Now, let me say that I agree with what you're trying to accomplish, and that
your comments/thoughts have some merit, but as they stand they seem poorly
thought through and unimplementable in practice. I'd really like to see you
have something more concrete and practical to suggest that solve the problem
you think you've seen.

I manage a company with around 30 employees - not real big, but the sort of
shop where your ideas might be relevant, especially to implement them before
we get any bigger and change is harder. However:

* Which technology is the most popular among our folks?

We let them use whatever technology they want, provided they can then justify
their decision. We empower our people to make decisions and stand by them.

* What kind of clients are liked by our folks?

We don't have a choice as to our clients. We have multi-million dollar
contracts in a fairly small market.

* What kind of work do our people prefer?

I don't understand how that kind of question can be made relevant. Our
database people work on database stuff, our embedded people work on the
embedded stuff, our user experience people work on user experience stuff, and
everyone talks to everyone else, because all of the software modules talk to
all the other software modules. If a database programmer wants to work more on
the embedded side then he studies up on his own, asks for some tasks, gets
given some tasks under supervision, then his skill set is bigger and the task
allocations can be more favorable to him.

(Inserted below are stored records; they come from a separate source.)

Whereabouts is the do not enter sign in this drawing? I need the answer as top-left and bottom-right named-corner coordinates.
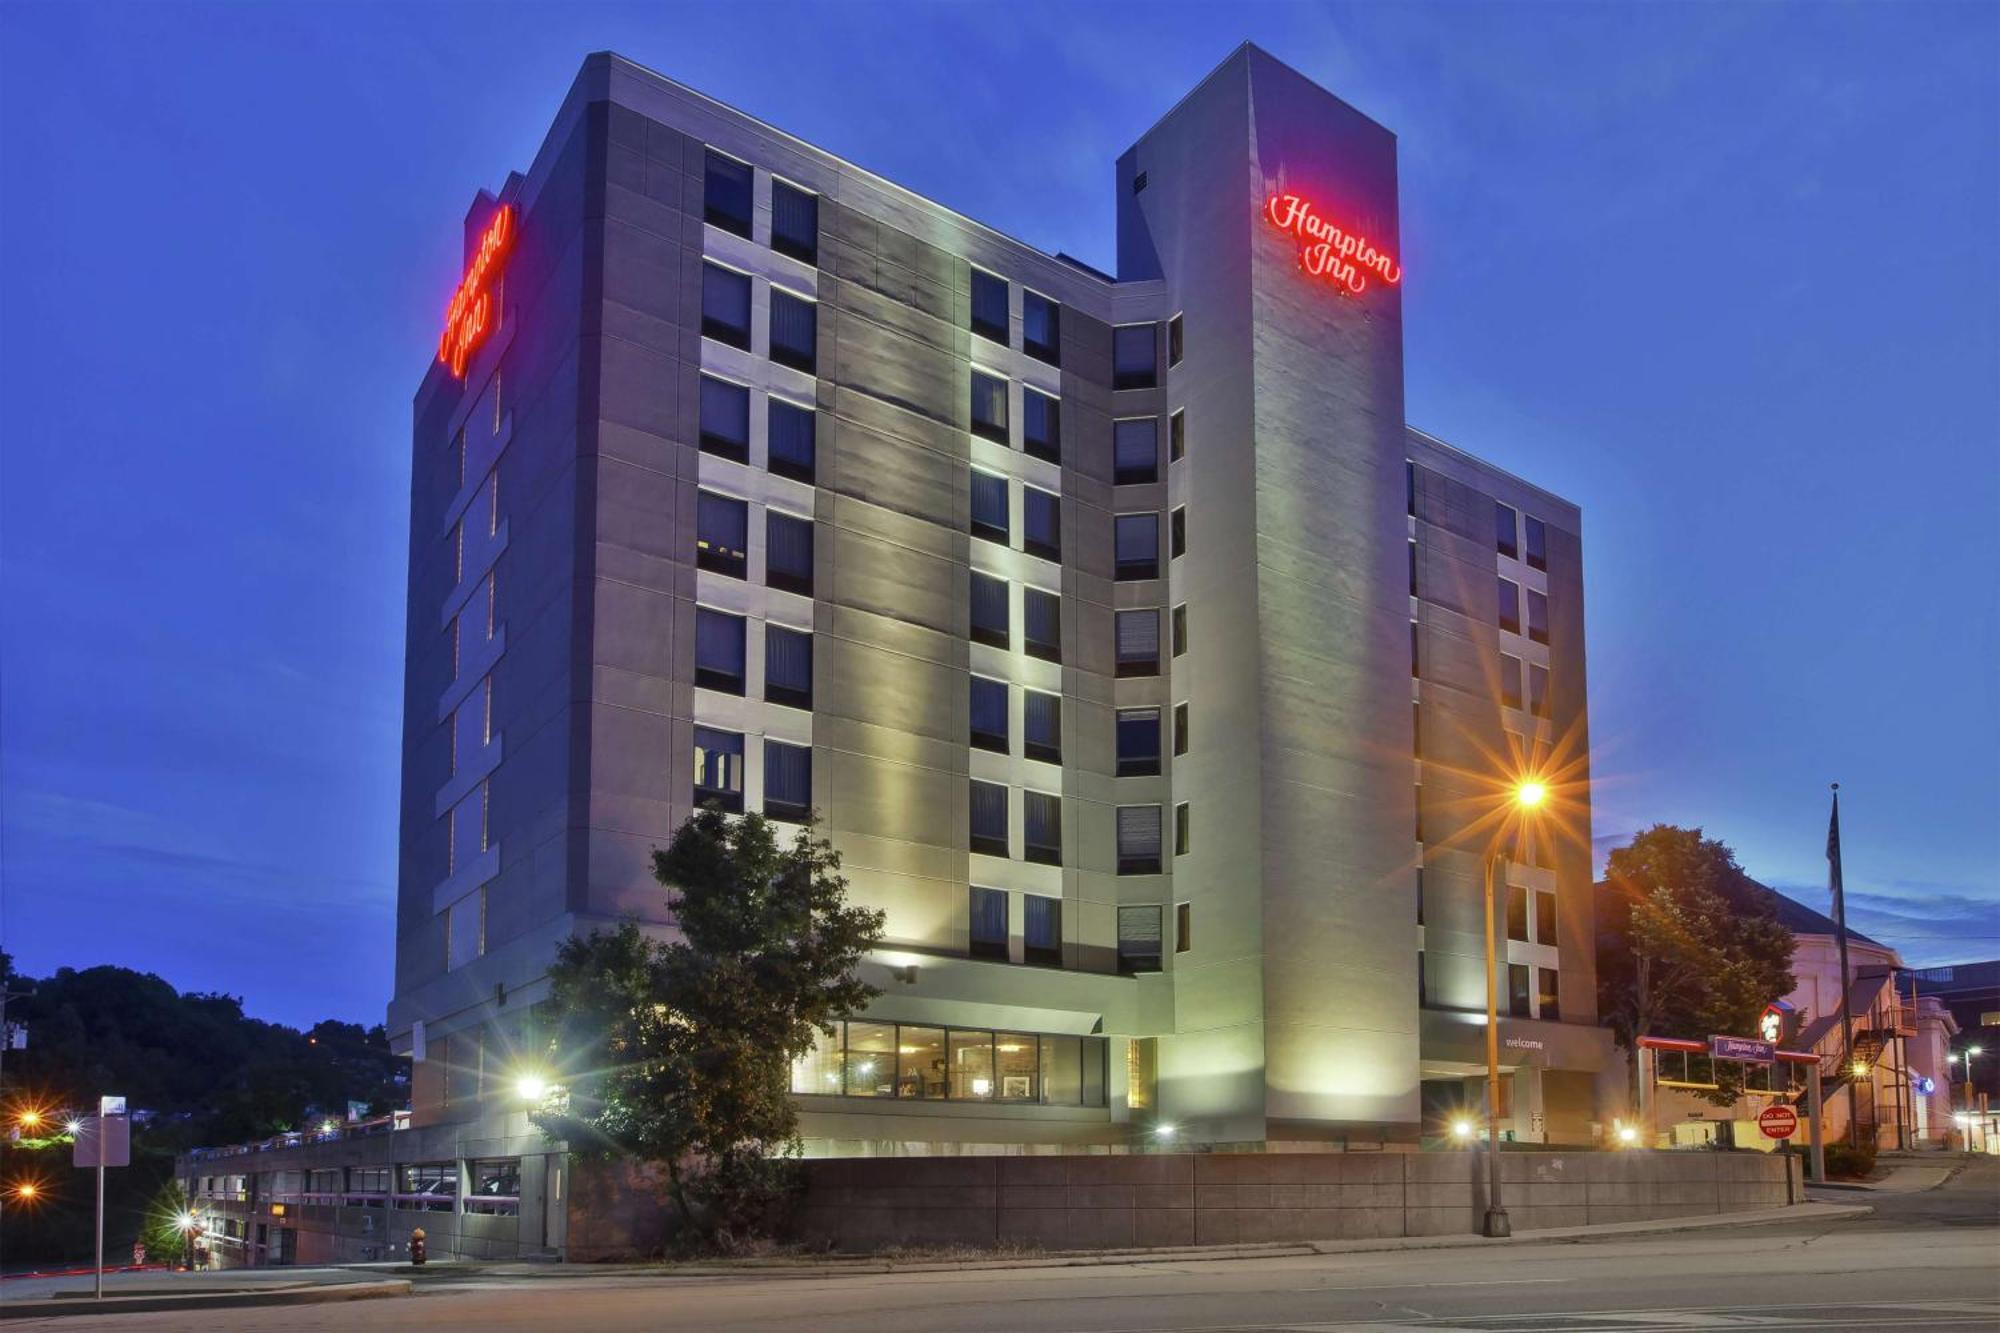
top-left (1758, 1104), bottom-right (1799, 1140)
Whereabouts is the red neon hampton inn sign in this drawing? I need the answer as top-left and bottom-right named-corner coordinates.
top-left (438, 205), bottom-right (516, 378)
top-left (1264, 192), bottom-right (1401, 296)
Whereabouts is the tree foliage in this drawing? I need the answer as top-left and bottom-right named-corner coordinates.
top-left (532, 809), bottom-right (884, 1246)
top-left (1597, 825), bottom-right (1797, 1105)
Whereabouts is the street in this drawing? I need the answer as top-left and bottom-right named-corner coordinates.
top-left (13, 1159), bottom-right (1996, 1332)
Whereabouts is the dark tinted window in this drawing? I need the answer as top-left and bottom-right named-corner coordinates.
top-left (970, 886), bottom-right (1008, 959)
top-left (1024, 791), bottom-right (1061, 866)
top-left (694, 607), bottom-right (746, 694)
top-left (1024, 586), bottom-right (1060, 662)
top-left (1117, 903), bottom-right (1162, 972)
top-left (1169, 410), bottom-right (1185, 462)
top-left (1170, 506), bottom-right (1186, 558)
top-left (1527, 589), bottom-right (1549, 645)
top-left (1525, 516), bottom-right (1548, 572)
top-left (1538, 966), bottom-right (1560, 1020)
top-left (1509, 963), bottom-right (1532, 1018)
top-left (1495, 501), bottom-right (1518, 558)
top-left (1497, 576), bottom-right (1520, 634)
top-left (1116, 708), bottom-right (1161, 777)
top-left (1113, 418), bottom-right (1157, 484)
top-left (766, 511), bottom-right (814, 596)
top-left (1023, 487), bottom-right (1060, 561)
top-left (970, 571), bottom-right (1009, 648)
top-left (1115, 608), bottom-right (1158, 677)
top-left (970, 469), bottom-right (1009, 543)
top-left (1022, 387), bottom-right (1060, 464)
top-left (1117, 806), bottom-right (1163, 875)
top-left (970, 268), bottom-right (1008, 343)
top-left (701, 263), bottom-right (751, 348)
top-left (765, 625), bottom-right (813, 709)
top-left (1113, 324), bottom-right (1156, 389)
top-left (971, 371), bottom-right (1009, 443)
top-left (768, 399), bottom-right (815, 483)
top-left (1023, 291), bottom-right (1059, 364)
top-left (771, 179), bottom-right (817, 264)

In short, it sounds like you're sounding off without really thinking about how
things really work. I'd like to see a better, more thought through
presentation.

Finally, it might sound like I'm attacking you, or picking on you, but I am
genuinely interested in any ideas on how better to manage. I'd hoped there was
something interesting in your article, I feel like there's a hint of something
interesting in your article, but then it all went away and feel like I was
left with nothing.

If there's more, write it better.